With a single click, a user can destroy Google Analytics data: Moving from an AMP page to the main site or the main site to a payment processor can turn one visit into multiple sessions, mucking up source data along the way.
Critically, those clicks often happen at high-value transition points—from anonymous visitor to logged-in user or from the pre- to post-purchase moment.
Session stitching repairs technical fault lines, preserving clean analytics data and rescuing attribution information. This post covers four common use cases:
- User ID tracking
- AMP tracking
- Subdomain tracking
- Cross-domain tracking
What is session stitching?
In Google Analytics, session stitching connects user activities that occur within a single session but—because of technical tracking limitations—incorrectly generate multiple sessions.
Any effort to stitch sessions hinges on two elements, which Simo Ahava details:
- A tracker object that tracks to the same Google Analytics Property ID (UA-XXXXXX-Y)
- A _ga cookie that has the same Client ID
Modern browsers do not allow sites from one domain to share cookies with another domain. Overcoming that limitation is central to patching together sessions that otherwise rip apart.
The term “session stitching” is used by digital marketers more often than Google, which, most recently, has preferred two other terms:
- Session unification. “Session unification allows hits collected before the User ID is assigned to be associated with an ID.”
- Site linking. “Cross domain tracking makes it possible for Analytics to see this as a single session by a single user. This is sometimes called site linking.”
Notably, the Google Analytics support article on session unification retains the phrase “session stitching” in image alt text and titles (for the curious); a stray reference to session stitching also appears in the support article for the Google AMP Client ID API.
In this article, I use session stitching is an overarching term that includes all efforts to correctly group user activities that occur within a single session. As Yehoshua Coren notes, the underlying technical reality is more important than the terminology: “It’s really more than that. It’s a clientId integrity issue.”
The challenge—no matter what you call it—impacts data quality and attribution for almost every site.
Who should care most about session stitching?
Session stitching is useful for every site but essential for a few:
- Sites with logins. Sites with logins rely on “session unification” to gather data on events that lead to a user login.
- AMP-heavy sites. Proper tracking preserves attribution data when users migrate from an AMP page to a locally hosted non-AMP page.
- Large, multi-domain organizations. Multiple domains require cross-domain tracking to preserve attribution information as users migrate across domains (or subdomains).
- Sites with third-party payment processors. Without session stitching, sites that rely on third-party payment processors may lose attribution data for ecommerce conversions.
- Sites that use social logins. Like third-party payment processors, social logins can incorrectly reclassify post-login users as referrals from the social network.

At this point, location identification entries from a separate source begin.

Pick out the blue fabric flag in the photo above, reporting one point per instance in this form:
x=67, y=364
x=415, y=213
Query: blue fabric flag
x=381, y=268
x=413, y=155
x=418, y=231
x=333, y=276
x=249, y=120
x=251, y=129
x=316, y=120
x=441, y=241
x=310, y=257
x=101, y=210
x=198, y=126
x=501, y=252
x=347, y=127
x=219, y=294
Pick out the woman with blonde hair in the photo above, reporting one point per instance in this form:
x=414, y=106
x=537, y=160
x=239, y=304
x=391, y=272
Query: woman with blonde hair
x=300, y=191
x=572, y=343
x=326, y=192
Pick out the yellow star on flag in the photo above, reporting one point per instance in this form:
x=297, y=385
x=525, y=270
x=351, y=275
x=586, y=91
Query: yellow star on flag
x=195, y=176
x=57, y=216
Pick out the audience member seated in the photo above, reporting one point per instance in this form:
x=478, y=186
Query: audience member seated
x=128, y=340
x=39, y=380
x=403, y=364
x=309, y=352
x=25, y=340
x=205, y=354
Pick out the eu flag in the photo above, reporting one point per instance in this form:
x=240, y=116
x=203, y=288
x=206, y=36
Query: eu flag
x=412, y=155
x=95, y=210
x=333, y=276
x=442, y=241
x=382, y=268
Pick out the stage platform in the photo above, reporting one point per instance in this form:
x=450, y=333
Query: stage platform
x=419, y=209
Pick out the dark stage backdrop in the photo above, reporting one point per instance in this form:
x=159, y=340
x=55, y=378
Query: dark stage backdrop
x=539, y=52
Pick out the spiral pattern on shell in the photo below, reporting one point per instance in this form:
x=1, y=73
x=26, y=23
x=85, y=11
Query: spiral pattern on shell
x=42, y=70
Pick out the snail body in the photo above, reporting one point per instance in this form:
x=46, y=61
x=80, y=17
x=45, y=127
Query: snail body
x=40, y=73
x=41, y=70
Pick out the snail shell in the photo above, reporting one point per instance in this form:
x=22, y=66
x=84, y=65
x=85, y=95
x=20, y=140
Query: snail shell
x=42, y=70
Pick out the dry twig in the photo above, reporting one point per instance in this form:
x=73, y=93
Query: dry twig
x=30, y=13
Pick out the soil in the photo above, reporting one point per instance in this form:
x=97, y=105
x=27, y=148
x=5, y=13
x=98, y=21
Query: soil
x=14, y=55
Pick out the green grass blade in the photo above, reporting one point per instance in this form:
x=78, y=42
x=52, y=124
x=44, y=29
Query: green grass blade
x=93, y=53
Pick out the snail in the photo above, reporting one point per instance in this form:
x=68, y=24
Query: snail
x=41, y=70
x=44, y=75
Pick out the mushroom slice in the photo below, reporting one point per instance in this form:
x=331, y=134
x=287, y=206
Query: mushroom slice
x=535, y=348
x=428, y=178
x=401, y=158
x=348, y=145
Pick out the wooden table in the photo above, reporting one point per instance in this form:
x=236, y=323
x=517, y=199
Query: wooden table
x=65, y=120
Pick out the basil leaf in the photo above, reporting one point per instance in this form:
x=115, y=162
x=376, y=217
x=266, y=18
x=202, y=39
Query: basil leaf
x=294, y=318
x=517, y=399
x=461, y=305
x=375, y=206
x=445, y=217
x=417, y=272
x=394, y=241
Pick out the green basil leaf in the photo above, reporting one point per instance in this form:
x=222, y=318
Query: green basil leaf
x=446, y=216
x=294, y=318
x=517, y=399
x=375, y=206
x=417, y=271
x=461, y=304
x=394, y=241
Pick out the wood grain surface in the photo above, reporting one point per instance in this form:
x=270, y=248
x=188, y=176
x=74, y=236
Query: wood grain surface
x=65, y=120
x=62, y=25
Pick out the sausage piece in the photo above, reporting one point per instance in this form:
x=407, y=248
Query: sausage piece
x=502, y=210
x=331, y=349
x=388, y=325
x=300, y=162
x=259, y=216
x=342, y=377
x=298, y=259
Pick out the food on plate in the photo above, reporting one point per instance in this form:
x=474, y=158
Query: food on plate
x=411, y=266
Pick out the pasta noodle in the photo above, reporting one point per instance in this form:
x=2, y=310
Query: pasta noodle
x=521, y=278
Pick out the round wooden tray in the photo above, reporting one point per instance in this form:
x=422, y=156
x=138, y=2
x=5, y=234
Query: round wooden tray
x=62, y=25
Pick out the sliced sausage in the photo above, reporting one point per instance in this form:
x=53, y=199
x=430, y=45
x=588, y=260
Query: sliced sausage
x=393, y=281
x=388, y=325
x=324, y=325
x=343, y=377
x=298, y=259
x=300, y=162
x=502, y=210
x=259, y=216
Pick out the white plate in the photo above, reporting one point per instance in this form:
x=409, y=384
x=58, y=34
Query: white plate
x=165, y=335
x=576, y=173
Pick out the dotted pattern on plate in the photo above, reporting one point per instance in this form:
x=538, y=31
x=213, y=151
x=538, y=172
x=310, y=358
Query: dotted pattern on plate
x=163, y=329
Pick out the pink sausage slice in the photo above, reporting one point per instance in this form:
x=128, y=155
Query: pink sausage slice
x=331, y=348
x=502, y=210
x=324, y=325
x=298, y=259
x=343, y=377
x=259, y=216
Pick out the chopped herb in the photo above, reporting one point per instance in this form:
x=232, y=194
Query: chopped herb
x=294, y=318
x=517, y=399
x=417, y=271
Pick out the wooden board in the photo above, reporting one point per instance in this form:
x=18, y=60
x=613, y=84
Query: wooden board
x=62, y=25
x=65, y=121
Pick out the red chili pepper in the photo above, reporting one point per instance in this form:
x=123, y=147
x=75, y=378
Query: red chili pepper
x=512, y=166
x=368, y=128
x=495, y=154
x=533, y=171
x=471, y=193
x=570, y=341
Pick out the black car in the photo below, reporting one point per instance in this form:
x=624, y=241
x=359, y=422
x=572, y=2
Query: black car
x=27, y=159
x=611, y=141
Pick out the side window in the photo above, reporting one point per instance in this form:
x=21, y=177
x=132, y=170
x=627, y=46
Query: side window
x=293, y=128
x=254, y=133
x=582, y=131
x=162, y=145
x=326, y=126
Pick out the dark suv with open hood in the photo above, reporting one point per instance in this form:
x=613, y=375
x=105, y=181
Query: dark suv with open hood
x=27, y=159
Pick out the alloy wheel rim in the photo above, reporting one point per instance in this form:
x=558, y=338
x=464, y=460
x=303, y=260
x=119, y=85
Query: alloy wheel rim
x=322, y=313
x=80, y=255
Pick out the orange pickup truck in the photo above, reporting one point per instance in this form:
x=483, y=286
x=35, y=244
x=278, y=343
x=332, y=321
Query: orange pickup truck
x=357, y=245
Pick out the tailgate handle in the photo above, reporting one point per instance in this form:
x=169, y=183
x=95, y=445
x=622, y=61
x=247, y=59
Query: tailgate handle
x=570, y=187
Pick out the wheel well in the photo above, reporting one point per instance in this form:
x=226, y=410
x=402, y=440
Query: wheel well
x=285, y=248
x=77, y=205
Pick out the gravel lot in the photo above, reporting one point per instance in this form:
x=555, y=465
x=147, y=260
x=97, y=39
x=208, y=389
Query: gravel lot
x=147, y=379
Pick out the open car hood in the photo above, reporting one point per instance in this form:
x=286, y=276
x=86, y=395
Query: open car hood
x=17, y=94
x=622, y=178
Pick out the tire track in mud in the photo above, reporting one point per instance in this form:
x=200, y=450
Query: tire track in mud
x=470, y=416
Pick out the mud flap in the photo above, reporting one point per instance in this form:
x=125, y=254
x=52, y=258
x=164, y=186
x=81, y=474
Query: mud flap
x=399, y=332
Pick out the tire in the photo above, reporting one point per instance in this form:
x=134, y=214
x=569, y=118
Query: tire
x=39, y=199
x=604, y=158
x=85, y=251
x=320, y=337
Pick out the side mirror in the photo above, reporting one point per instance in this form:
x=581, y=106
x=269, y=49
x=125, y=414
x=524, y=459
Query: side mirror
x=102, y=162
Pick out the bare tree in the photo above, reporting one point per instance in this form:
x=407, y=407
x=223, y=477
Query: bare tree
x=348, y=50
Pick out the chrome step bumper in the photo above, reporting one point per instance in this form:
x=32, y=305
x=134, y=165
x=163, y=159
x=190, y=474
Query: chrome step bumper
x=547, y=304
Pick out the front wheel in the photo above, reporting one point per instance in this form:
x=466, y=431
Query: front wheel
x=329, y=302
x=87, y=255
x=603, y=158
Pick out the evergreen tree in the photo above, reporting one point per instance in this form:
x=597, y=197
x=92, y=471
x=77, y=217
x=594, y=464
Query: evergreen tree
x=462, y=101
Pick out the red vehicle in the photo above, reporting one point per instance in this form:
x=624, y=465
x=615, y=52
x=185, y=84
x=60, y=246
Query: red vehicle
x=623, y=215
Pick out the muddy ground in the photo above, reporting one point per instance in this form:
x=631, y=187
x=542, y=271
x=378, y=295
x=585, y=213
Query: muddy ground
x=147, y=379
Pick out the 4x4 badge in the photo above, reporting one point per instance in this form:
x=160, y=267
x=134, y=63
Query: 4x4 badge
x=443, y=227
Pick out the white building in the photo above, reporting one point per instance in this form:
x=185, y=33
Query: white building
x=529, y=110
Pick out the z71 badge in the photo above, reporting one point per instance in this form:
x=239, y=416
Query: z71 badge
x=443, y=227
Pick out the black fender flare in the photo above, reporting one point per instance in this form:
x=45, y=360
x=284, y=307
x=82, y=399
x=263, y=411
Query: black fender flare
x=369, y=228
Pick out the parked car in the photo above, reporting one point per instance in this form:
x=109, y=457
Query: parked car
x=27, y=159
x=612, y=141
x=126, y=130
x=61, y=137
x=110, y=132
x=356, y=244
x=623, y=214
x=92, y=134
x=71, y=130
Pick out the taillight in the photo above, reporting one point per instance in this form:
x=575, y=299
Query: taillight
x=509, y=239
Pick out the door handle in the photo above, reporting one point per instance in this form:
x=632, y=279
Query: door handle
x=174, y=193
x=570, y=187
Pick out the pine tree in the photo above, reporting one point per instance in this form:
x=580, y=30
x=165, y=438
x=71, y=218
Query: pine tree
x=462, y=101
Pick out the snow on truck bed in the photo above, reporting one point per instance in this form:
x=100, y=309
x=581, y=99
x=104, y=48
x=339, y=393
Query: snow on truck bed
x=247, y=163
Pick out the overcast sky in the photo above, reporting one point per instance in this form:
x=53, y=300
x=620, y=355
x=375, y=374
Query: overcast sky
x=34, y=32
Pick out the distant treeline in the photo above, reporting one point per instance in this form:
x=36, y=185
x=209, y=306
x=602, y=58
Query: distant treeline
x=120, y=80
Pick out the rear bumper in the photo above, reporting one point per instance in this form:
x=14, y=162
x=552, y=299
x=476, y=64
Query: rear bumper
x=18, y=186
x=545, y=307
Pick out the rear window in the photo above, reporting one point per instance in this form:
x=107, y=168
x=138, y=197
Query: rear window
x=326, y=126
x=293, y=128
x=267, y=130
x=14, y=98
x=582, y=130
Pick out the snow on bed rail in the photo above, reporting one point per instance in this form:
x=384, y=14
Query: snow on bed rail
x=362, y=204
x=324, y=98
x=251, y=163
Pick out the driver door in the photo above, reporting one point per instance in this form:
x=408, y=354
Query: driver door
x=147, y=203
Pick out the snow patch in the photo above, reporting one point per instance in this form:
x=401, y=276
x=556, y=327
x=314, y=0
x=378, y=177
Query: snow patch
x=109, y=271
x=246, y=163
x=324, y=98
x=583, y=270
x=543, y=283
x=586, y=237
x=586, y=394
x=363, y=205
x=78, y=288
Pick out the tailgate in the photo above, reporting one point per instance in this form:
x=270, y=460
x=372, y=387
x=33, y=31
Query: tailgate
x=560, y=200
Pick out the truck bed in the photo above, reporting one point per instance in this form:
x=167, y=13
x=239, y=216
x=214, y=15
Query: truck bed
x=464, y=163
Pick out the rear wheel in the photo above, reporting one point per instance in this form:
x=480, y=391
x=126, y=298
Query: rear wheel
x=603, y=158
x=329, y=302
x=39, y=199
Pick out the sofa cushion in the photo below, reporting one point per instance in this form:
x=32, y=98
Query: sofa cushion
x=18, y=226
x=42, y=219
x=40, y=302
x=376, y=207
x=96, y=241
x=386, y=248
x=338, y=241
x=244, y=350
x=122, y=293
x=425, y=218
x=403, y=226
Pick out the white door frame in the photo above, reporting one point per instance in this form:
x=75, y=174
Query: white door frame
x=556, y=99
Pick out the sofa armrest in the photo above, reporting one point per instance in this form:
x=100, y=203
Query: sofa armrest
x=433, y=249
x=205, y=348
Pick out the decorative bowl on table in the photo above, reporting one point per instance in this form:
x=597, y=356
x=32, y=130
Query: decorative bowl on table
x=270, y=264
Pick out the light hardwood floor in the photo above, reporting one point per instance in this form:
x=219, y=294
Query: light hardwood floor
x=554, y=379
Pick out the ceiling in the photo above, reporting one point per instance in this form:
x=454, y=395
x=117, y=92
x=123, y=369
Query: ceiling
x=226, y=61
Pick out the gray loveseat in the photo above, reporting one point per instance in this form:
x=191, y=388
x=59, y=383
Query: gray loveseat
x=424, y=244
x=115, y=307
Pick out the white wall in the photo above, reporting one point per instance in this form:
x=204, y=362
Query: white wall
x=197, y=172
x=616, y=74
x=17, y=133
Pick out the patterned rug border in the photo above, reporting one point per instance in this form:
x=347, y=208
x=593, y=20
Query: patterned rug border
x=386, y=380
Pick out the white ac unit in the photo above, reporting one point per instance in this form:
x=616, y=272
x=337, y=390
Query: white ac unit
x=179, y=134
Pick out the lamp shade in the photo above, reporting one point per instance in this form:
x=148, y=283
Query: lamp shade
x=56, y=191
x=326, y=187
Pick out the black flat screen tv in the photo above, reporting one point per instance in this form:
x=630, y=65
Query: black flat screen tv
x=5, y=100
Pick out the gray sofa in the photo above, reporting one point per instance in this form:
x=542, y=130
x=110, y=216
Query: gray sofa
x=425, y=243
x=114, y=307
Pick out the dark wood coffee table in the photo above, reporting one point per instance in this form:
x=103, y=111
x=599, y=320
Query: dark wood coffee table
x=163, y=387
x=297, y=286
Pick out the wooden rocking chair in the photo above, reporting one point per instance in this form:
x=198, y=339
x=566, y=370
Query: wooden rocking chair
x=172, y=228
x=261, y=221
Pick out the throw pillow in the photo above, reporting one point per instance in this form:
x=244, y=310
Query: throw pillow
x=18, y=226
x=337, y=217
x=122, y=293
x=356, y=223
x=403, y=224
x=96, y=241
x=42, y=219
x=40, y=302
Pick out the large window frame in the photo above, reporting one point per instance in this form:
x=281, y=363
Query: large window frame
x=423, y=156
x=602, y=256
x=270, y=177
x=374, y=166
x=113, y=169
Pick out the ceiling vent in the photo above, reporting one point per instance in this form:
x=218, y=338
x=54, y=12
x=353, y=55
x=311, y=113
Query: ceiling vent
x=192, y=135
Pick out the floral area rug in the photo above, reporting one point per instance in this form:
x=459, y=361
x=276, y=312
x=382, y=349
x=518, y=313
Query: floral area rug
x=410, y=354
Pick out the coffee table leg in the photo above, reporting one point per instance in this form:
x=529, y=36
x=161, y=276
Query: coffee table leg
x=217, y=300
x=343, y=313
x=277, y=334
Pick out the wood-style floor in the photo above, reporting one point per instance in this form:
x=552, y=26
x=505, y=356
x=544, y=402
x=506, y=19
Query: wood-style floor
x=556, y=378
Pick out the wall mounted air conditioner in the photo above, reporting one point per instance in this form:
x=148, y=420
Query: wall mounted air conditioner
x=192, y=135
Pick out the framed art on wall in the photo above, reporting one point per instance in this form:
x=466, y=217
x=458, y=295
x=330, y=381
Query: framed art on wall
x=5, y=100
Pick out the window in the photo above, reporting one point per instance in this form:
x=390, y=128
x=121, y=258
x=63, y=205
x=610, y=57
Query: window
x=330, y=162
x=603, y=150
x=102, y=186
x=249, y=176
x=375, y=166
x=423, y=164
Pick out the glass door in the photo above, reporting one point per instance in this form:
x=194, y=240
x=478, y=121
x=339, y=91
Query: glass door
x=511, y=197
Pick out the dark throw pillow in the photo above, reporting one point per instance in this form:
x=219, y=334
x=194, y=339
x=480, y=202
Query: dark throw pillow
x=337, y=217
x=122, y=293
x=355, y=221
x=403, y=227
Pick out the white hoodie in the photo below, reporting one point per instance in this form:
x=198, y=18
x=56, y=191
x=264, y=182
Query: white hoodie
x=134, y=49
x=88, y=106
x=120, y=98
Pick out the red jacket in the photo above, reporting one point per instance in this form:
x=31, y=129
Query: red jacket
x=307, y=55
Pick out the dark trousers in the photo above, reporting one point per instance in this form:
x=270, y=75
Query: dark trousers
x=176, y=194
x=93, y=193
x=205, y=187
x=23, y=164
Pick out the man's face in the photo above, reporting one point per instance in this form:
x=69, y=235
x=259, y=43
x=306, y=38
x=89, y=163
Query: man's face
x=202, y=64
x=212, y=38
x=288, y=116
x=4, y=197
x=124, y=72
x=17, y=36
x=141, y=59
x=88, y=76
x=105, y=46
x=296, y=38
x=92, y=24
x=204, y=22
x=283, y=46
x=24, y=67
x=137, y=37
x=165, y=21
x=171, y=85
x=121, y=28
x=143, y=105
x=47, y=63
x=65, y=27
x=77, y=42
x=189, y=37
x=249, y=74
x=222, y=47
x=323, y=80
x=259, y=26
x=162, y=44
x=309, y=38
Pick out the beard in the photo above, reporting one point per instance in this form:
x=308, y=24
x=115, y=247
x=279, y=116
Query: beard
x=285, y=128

- Sites with iframe forms. Iframes embed a cross-domain tracking challenge within a page on your site.
1. User ID tracking
For sites with a log-in feature, User ID tracking connects multiple visits over time—allowing a business to see, for example, which SaaS features resonate with customers.
Session unification joins the pre-login activity with the post-login User ID—creating a single session from the two. That way, you can see which behaviors precede a log-in, something especially valuable if that login represents a point of conversion.
Thus, instead of capturing only part of the second session (first image), session unification joins pre-login hits (white) with post-login hits (blue):
Importantly, session unification connects hits only if “those hits happen within the same session in which a specific ID value is assigned for the first time.” In other words, it includes data from the session that precedes the login—not previous sessions.
Google Analytics applies session unification during daily analytics processing—“at 5am each day, based on the western most timezone selected in any reporting view that is associated with the property.”
That time lag can lead to “higher direct sessions and direct revenue during intra-day dates because [. . .] campaign referral information is sent during the first hit of a session where the user has not yet logged in.”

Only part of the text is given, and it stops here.